Calif. Fish & Wildlife Releases More Than 2 Million Chinook Salmon into Klamath River

Juvenile Chinook salmon swim in a raceway at Iron Fish Gate Hatchery, Siskiyou County, Calif., before their relocation to the Fall Creek facility in 2021. CDFW Photo/Travis VanZant.

The California Department of Fish and Wildlife in May released more than two million fall-run Chinook salmon smolts into the Klamath River.

On May 15, about 1.3 million fall-run Chinook salmon smolts were released below the Iron Gate Dam and about 800,000 fish were released from the same location on May 22, according to CDFW.

Fish & Wildlife said that salmon smolts were trucked about seven miles to the release point from CDFW’s new, state-of-the-art Fall Creek Fish Hatchery. The fish carried coded-wire tags and had their adipose fins clipped to later identify them as being of hatchery origin and provide scientists and hatchery managers with data about their life histories and the success of the release.

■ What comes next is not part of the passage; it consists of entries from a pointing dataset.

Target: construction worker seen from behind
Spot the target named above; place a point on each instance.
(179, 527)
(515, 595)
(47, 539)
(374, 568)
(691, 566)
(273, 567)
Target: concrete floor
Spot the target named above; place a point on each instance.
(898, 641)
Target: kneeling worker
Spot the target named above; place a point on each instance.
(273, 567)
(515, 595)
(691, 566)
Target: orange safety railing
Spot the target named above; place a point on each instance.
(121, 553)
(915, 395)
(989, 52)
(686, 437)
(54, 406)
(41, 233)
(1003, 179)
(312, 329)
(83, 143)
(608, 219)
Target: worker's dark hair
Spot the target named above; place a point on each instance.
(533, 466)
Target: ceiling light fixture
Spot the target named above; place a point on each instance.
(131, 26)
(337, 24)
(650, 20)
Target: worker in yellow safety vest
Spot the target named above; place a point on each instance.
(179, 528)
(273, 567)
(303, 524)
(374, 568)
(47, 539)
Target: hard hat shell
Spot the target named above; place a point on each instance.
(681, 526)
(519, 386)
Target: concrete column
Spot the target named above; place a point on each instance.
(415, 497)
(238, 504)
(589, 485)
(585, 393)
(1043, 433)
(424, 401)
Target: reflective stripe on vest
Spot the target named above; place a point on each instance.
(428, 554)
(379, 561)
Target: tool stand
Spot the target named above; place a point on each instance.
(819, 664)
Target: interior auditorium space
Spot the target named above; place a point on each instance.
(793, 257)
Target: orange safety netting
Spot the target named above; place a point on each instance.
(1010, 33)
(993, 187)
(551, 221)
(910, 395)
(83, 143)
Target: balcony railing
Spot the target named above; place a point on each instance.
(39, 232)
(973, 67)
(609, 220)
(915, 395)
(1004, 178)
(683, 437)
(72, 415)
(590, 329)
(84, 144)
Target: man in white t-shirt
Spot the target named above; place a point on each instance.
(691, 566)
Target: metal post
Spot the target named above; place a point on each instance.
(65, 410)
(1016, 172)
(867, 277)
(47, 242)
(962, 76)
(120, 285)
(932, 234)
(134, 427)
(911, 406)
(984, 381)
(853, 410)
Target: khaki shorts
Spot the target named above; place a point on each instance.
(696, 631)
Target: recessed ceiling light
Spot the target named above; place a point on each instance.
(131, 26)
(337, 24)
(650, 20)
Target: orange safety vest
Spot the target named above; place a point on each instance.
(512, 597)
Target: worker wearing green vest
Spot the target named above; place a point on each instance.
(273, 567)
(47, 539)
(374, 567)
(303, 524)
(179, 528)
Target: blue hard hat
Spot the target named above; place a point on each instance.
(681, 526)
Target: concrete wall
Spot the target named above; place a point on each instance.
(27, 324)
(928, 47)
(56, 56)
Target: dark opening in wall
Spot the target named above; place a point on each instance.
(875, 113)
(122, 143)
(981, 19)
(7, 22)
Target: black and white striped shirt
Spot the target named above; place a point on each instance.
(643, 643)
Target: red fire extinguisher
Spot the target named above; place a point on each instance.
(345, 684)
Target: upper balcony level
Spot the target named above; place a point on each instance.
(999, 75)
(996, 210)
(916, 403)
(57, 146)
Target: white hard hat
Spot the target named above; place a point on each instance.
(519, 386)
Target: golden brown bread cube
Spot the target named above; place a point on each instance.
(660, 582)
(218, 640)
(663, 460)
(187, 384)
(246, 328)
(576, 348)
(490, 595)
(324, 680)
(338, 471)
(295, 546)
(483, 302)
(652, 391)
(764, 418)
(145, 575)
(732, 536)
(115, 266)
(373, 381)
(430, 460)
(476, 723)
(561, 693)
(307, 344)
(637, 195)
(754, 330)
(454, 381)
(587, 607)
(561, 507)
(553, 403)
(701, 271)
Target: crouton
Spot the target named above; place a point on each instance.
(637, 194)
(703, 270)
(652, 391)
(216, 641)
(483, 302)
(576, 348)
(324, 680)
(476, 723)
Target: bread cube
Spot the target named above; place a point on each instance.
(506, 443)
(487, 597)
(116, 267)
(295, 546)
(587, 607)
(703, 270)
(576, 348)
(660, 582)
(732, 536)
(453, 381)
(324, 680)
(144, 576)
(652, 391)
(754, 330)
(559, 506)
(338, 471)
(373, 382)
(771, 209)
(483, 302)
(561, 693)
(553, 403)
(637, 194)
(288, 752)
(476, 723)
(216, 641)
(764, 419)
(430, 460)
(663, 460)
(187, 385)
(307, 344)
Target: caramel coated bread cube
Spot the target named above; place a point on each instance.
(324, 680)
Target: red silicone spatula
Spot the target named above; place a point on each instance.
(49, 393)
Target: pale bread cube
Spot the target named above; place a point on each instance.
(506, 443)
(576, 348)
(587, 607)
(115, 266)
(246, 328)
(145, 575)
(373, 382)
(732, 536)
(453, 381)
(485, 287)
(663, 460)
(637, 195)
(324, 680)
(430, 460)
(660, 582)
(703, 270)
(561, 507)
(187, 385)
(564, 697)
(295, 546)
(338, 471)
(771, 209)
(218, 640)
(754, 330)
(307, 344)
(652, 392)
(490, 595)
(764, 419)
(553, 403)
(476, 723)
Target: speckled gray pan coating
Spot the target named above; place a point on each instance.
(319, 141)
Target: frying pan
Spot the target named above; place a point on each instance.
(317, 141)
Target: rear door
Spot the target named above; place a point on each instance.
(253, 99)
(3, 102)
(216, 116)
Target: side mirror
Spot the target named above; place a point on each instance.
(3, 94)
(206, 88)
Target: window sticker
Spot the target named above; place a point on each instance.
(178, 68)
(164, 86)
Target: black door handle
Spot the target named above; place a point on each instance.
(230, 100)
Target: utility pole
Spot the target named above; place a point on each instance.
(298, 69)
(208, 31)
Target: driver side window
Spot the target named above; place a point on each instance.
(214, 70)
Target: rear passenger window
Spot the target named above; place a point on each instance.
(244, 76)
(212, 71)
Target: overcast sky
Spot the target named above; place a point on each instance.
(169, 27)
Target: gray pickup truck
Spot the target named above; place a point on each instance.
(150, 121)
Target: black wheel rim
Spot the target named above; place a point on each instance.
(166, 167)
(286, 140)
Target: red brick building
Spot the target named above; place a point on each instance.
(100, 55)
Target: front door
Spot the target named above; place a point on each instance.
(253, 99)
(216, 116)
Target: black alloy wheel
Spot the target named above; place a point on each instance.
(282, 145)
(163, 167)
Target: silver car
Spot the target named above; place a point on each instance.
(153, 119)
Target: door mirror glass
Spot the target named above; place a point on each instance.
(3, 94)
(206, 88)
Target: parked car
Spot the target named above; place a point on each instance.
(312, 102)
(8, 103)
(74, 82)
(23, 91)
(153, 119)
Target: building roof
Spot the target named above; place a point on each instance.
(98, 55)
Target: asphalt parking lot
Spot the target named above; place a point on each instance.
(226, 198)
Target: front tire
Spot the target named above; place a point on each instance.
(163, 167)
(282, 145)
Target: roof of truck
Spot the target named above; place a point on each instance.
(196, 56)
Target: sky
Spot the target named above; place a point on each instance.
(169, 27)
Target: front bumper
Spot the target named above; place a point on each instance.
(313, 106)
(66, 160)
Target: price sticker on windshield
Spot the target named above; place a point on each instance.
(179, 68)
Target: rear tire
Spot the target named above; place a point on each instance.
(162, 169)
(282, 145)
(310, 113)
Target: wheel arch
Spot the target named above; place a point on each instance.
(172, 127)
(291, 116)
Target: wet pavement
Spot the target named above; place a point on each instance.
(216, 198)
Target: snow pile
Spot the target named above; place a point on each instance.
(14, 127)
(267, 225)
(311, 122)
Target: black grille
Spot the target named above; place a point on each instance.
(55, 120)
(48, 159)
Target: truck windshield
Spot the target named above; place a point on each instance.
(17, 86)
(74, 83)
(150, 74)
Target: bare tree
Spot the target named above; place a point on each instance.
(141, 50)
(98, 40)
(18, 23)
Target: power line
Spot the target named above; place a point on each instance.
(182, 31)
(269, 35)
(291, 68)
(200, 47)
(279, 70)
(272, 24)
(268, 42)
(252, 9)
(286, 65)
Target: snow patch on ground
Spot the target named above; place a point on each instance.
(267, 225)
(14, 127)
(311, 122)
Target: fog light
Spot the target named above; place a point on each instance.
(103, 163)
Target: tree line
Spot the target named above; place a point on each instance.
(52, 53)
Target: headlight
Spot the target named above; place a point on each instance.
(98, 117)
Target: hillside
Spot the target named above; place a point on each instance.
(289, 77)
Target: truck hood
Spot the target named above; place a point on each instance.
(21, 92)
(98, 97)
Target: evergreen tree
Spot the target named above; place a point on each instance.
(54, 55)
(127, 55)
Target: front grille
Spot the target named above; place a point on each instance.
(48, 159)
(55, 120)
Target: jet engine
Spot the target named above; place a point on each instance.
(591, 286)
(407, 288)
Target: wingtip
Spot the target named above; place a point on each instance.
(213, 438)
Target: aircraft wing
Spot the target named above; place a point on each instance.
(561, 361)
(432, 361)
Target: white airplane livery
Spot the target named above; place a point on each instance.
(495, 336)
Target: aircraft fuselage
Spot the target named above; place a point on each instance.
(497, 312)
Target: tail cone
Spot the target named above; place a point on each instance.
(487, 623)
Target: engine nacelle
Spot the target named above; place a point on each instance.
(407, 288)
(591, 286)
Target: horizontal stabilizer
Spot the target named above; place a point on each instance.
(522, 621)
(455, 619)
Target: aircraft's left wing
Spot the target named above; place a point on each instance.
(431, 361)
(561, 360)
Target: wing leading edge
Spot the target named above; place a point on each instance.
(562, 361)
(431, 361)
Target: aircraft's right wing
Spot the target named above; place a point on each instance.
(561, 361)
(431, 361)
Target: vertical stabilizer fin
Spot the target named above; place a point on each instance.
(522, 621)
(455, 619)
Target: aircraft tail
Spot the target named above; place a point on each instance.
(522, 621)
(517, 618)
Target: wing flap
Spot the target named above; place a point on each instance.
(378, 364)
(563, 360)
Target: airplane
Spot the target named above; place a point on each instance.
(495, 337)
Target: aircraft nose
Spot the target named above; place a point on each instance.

Although still undergoing the final phases of construction, CDFW’s new Fall Creek Fish Hatchery, which replaces the 63-year-old Iron Gate Fish Hatchery on the Klamath River, has already exceeded its production goal of 3.25 million salmon in its first year of operation, according to Fish & Wildlife.

This, CDFW has said, is the combined result of the excellent water quality in Fall Creek, a tributary to the Klamath River, and improved efficiencies of the facility itself.

The salmon smolts were about six months old and averaged just under three inches in length. The smolt releases began earlier than scheduled due to warming temperatures in the Klamath Basin and C. Shasta disease concerns, according to Fish & Wildlife.

C. Shasta—or Ceratonova shasta—is a naturally occurring freshwater parasite native to the Klamath River that can cause disease in young salmon. The fish are particularly susceptible in warmer water temperatures. Those concerns were alleviated, however, with a return of cooler temperatures to the Klamath Basin.

Dam removal provided a backdrop to CDFW’s salmon releases: three remaining Klamath River dams targeted for removal—JC Boyle, Copco 1 and Iron Gate—are all being actively deconstructed.

Their removal is ahead of schedule, according to Fish & Wildlife, and could open up free fish passage and access to hundreds of miles of new spawning and rearing habitat to salmon returning from the ocean as early as this fall.

CDFW has said that it plans another release of 250,000 to 300,000 yearling fall-run Chinook salmon later this year. If dam removal proceeds at its current pace, CDFW expects to release the fish directly from its Fall Creek Fish Hatchery into Fall Creek, which has been inaccessible to salmon due to its location behind the Iron Gate Dam.

Dam removal, the transition to the state-of-the-art Fall Creek Fish Hatchery, increasing variability in hatchery releases at different salmon life stages to supplement in-river production and the strong relationships forged with tribal partners that have made these actions successful are all critical components of the “California Salmon Strategy for a Hotter, Drier Future” released by Gov. Gavin Newsom in January 2024.

Components of the strategy include removing barriers and modernizing infrastructure for salmon migration; restoration and expansion of habitat for salmon spawning and rearing; protecting water flows and water quality in key rivers to support salmon; and modernizing salmon hatcheries.